Step four - Diagnosis and determine path to resolution
- Determine the root cause
- Go wide, then go deep. First verify the overall state of the system. Is it a particular API endpoint that is unavailable, or the whole API? Isolate what parts of the system are actually affected.
- Rule out external factors. Given the nature of vets-api as a facade over other VA systems, check whether any relevant upstream dependencies are unavailable or experiencing elevated error rates. In this case the likely response process will be to notify the team responsible for the upstream system, and if possible, set a maintenance window in PagerDuty to trigger the downtime notification mechanism.
- Don't forget about non-API dependencies such as the VA network gateways that sit in front of our backend services. If these are experiencing an issue it's almost certainly also affecting VA.gov and possibly the VA as a whole.
- Look for what changed. If a behavior began suddenly, determine if anything changed recently that can account for it - did an API deployment occur? Did the Web Platform operations team change some infrastructure?
- Look inward. Is there something we did that caused the issue? Sometimes certs expire and upstream terms of services need to be accepted without our knowledge.
- Refer to Triaging an Incident steps as necessary
- The incident commander should capture notes, discussions, and other items (screenshots, log messages, etc.) that can act as a part of the record of the incident for later reporting to stakeholders, and to assist the team when a retrospective is conducted.
- Consider the Amount of time to next natural release
- Recommendation for mitigation and any applicable execution
- The Incident Commander continues to communicate the current state and process in the incident thread with relevant details
Step Five - After incident
A post-mortem report and retro are required for incidents which
- are determined to be Critical or High priority, including those which involve the security of a system or a Veteran's data
- require the use of a playbook
- impact a significant portion of the userbase
- persists for a significant period of time
- requires out-of-app coordination or an out-of-band app release
- OCTO leadership requests
Post Mortems The goal of the postmortem is not to assign blame, but to improve our ability to prevent, detect, and respond to future incidents. Possible follow-up actions that may result include adding additional monitoring, adding implementation safeguards, tuning alerts, adding documentation, and refining inter-team communication processes.
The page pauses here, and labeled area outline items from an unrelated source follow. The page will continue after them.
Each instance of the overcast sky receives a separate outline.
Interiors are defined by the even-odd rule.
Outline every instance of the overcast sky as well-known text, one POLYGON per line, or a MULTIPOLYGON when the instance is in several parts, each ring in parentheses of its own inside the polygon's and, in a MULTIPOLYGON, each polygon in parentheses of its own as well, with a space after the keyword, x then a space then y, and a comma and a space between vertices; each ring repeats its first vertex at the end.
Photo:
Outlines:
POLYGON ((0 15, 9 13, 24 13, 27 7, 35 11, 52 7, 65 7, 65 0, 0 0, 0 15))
- Follow the instructions to create a postmortem document and get a draft up within 24 hours.
- Follow the instructions for the Incident Retrospective process
- Ensure that your team’s VA points of contact are aware of the incident resolution and given a chance to review the post-mortem as well as the VA Platform’s points of contact (Steve Albers and Erika Washburn)
- If the incident is such that it may occur again in the future – or if it follows a theme common to incidents in the past – add the incident and the steps to resolve it as a Mobile Incident Response Play.